Suker
Davor Suker lors d'un match d'exhibition en 2008 | JOSE LUIS ROCA / AFP

Davor Suker dément être lié aux matches truqués de 2009

Publié le , modifié le

Davor Suker, ex-international et actuel président de la Fédération croate de football (HNS), a fermement démenti mardi être lié au scandale de matchs truqués de 2009 jugé à Bochum (Allemagne) en 2011 et 2014. Davor Suker "dément fermement avoir jamais été impliqué dans quelque activité visant à influencer le résultat d'un match de football", a-t-il écrit dans un communiqué.

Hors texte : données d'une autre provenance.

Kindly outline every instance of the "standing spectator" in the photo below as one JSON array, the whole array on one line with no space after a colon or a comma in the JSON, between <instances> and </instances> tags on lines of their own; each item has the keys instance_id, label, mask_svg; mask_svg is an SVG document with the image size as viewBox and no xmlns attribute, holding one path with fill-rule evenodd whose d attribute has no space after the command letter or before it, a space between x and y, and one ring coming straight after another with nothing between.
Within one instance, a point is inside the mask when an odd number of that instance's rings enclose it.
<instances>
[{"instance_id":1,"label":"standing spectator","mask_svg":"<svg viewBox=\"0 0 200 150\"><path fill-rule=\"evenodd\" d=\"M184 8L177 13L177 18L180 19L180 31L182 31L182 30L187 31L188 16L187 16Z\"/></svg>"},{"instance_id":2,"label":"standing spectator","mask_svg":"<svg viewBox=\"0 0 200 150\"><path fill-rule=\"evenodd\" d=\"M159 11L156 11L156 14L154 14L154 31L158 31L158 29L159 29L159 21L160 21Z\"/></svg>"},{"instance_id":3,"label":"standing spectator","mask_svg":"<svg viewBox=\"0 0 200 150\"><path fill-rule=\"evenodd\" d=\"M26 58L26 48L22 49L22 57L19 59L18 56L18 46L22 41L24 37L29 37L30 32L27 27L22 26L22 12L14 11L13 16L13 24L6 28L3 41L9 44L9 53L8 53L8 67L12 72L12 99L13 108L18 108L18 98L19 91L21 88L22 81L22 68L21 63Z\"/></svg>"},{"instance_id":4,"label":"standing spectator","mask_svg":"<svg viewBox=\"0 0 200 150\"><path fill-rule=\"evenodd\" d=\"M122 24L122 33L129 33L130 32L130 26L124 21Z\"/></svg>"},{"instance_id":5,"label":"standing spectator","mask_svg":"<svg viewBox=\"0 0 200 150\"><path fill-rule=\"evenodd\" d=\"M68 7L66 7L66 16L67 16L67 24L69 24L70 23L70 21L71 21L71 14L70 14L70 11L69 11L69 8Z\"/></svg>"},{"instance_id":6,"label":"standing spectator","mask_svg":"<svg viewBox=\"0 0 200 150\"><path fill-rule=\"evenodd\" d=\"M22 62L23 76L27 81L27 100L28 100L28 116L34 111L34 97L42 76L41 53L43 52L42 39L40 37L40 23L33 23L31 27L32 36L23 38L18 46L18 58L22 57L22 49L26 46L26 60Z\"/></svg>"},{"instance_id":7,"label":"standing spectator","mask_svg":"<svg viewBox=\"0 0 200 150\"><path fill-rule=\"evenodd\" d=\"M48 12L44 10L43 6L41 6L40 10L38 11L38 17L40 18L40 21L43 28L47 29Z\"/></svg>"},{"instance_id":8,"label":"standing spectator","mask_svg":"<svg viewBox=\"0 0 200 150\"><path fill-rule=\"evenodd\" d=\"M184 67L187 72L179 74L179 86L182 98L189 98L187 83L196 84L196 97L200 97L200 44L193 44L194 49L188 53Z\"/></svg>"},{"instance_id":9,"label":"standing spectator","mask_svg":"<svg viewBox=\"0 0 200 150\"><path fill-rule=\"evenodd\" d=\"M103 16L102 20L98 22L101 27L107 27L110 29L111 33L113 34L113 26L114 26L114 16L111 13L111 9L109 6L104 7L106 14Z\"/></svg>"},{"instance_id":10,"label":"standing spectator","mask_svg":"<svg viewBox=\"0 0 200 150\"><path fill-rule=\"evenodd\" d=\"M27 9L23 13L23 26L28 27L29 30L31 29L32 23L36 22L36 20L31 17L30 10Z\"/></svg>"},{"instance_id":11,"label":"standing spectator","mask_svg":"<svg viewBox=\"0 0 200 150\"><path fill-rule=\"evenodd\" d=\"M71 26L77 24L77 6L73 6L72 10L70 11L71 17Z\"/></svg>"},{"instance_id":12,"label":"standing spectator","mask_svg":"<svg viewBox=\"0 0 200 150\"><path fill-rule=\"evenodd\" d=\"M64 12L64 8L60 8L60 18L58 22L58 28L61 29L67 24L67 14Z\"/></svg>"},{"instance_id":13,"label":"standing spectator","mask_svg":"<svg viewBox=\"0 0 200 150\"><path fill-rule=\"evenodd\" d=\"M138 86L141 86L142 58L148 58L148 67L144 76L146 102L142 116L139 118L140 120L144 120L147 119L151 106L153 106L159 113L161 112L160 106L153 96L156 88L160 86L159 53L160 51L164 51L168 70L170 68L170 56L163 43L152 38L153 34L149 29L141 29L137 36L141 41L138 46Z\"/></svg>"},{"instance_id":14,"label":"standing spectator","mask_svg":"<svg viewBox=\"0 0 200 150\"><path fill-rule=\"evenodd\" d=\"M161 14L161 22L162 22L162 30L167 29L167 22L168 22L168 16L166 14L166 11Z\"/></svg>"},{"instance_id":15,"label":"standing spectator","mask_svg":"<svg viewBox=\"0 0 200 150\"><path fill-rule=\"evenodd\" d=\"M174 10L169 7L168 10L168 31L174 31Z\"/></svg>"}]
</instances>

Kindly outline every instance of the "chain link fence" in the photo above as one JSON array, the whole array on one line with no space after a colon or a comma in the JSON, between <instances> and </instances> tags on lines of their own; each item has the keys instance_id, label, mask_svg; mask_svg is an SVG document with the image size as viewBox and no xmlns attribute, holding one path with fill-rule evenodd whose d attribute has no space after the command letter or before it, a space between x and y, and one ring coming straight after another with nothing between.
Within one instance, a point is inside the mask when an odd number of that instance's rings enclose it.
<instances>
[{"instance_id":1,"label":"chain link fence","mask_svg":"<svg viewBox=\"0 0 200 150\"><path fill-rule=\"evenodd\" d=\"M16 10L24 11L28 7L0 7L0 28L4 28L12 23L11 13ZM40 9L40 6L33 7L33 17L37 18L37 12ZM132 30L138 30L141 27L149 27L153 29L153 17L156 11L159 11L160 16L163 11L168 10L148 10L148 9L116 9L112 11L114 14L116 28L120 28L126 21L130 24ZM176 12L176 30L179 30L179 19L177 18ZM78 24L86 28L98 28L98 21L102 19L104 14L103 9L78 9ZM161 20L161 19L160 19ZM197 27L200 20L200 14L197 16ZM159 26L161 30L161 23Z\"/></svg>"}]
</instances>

"La Fédération croate et moi-même sommes attachés à la lutte contre le fléau que représente le truquage de matches", a assuré M. Suker. "Je n'ai jamais joué ou agi contre mes principes de fair-play et mon amour pour l'intégrité du sport", a ajouté le président de la HNS.

Sur la base des dossiers d'enquête en possession de la cellule d'enquête du département sport de la chaîne de télévision ARD, de nombreux contacts entre Ante Sapina, figure centrale de l'affaire, et Suker auraient été liés à des paris sur des matches. "Selon l'ancien enquêteur, Davor Suker aurait servi de prête-nom à Ante Sapina pour placer des paris", rapporte dans un communiqué la chaîne publique allemande, indiquant que cela concernerait notamment un match de Ligue des Champions et deux d'Europa League.Contactée par l'agence allemande SID, filiale de l'AFP, l'UEFA a répondu:  "A notre connaissance, Davor Suker n'a jamais été entendu par les autorités allemandes ou accusé de mauvaise conduite". 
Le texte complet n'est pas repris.